Türkiye şairlerine/romancılarına çok çektirmiş bir ülke. Hapis, sürgün ve öldürülmek kadar ‘sansür’ de ciddi bir sorundu yazarın önünde, yıllarca. Hilmi Yavuz ‘Okuma Notları’ defterini bunun için tutmuştu zaten! Şimdi birçok gazete ve dergi Türk edebiyatında sansürün ‘bilançosunu’ çıkartacak, hangi yazarın hangi kitabının başına ‘benzer işlerin’ geldiğini ‘listeleyecek’ ve ‘hatırlatacak’ sanıyorum. Yapılmalı da... ‘Yayıncılık etiğinin’ gelişimi açısından, kamuoyunun bilinçlenmesi, editoryal kalitenin ‘talepkârı olabilmesi’ ve aynı hataların ‘tekrarlanmaması’ için gerekli...

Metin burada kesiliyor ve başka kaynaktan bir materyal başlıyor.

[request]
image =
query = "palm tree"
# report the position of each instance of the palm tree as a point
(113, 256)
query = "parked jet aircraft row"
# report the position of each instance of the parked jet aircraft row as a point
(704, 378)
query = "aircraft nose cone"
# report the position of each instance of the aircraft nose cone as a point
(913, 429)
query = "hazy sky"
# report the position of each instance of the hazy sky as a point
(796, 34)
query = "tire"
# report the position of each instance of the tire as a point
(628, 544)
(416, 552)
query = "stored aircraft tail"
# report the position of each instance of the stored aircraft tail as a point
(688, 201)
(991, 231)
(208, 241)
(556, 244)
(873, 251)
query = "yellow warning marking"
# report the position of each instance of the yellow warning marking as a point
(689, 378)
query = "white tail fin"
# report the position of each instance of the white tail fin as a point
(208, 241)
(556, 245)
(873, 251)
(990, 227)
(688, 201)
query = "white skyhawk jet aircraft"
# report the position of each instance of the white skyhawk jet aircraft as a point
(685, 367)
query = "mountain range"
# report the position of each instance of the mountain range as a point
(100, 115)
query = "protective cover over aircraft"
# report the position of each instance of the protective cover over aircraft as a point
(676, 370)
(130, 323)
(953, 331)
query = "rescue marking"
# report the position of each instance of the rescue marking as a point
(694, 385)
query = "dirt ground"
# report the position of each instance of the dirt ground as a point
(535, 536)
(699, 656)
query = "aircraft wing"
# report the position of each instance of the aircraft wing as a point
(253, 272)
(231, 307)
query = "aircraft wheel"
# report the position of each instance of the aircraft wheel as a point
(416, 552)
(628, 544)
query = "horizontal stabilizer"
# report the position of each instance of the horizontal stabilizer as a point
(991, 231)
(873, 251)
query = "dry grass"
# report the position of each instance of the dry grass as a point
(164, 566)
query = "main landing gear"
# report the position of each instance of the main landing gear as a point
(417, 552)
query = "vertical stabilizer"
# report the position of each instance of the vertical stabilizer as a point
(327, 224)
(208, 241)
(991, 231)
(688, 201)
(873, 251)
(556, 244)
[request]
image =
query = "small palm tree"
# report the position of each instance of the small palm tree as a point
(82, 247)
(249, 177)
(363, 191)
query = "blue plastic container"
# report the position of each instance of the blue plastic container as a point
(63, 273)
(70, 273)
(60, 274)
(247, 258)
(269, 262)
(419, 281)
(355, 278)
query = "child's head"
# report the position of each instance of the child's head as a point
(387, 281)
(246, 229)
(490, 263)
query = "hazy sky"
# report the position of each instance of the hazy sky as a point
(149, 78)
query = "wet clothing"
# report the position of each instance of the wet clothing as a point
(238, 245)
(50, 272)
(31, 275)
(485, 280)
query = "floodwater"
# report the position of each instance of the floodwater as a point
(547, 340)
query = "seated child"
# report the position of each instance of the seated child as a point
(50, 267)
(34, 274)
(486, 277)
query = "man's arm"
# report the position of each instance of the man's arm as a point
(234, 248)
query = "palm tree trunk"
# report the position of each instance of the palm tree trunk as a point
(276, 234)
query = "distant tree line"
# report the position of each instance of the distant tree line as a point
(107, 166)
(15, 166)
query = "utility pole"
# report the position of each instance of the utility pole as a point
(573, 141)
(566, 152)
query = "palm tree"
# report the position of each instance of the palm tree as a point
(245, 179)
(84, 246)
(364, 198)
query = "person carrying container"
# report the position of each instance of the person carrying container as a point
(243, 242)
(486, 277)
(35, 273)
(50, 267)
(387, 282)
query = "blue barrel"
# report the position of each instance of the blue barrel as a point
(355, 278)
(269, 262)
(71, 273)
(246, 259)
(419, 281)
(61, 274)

Ölmüş yazarların ‘entelektüel mirası’ yasal varisleriyle birlikte ‘takipçilerine ve okurlarına da’ emanet! Birkaç yıl önce Nâzım Hikmet’in kitaplarının sansürlendiği iddia edilince, Nâzım Hikmet Kültür Merkezi şöyle bir açıklama yapmıştı haklı olarak: “Nâzım Hikmet’in vârisi ya da yayıncısı olmak; telif ve yayın haklarını elinde bulundurmak, hiç kimseye ve hiçbir kuruma, Nâzım Hikmet’in eserini ısrarla sansür ederek yayımlama hakkını vermez.”

 

TELİF ŞEMSİYESİ KALKAN YAZARLARIN ESERLERİ NE DURUMDA?

Çünkü Nâzım Hikmet, Kemal Tahir, Mehmed Akif, Ahmet Hamdi Tanpınar, Peyami Safa, Oğuz Atay, Yakup Kadri, Halide Edip... Bütün bir Türk edebiyatı bütün Türkiye’nin, Türk okurunun ‘mîrî malı.’ O sözleşmeler, kağıtlar, atılan imzalar yalnızca yasal mirasçının ‘maddi haklarını’ korumuyor; yazarın eserlerinin en azından yarım asırdan fazla bir süre gelişigüzel basılmasının da önüne geçiyor. Metinlerin ‘kanonik’ hale gelmesini sağlamanın, külliyatın ‘eksiksiz ve doğru’ biçimde gelecek yüzyıllara aktarabilmenin başka sağlıklı yolu yok! Sait Faik’in, Sabahattin Ali’nin, Halid Ziya’nın üzerinden ‘telif şemsiyesi’ kalkalı çok olmadı. Ama piyasada o kadar farklı baskılar dolaşıyor ki... Ciddiyet arayan okur nereye sığınacak? Kime güvenecek? Elbette yazarların ‘telifle korunduğu dönemde’ basılan ciltlere... Onlar da hatalıysa... Onlar da sansüre uğramışsa... Onlar da gayriciddi yayınlanmışsa...

Ne demeli; önce okura ve yalnızca okura, bir tek okura ‘geçmiş olsun!’ Bu ‘kazalarda’ en çok zarar gören, bir tek ‘yaralanan’ o çünkü... Müeyyide mi var?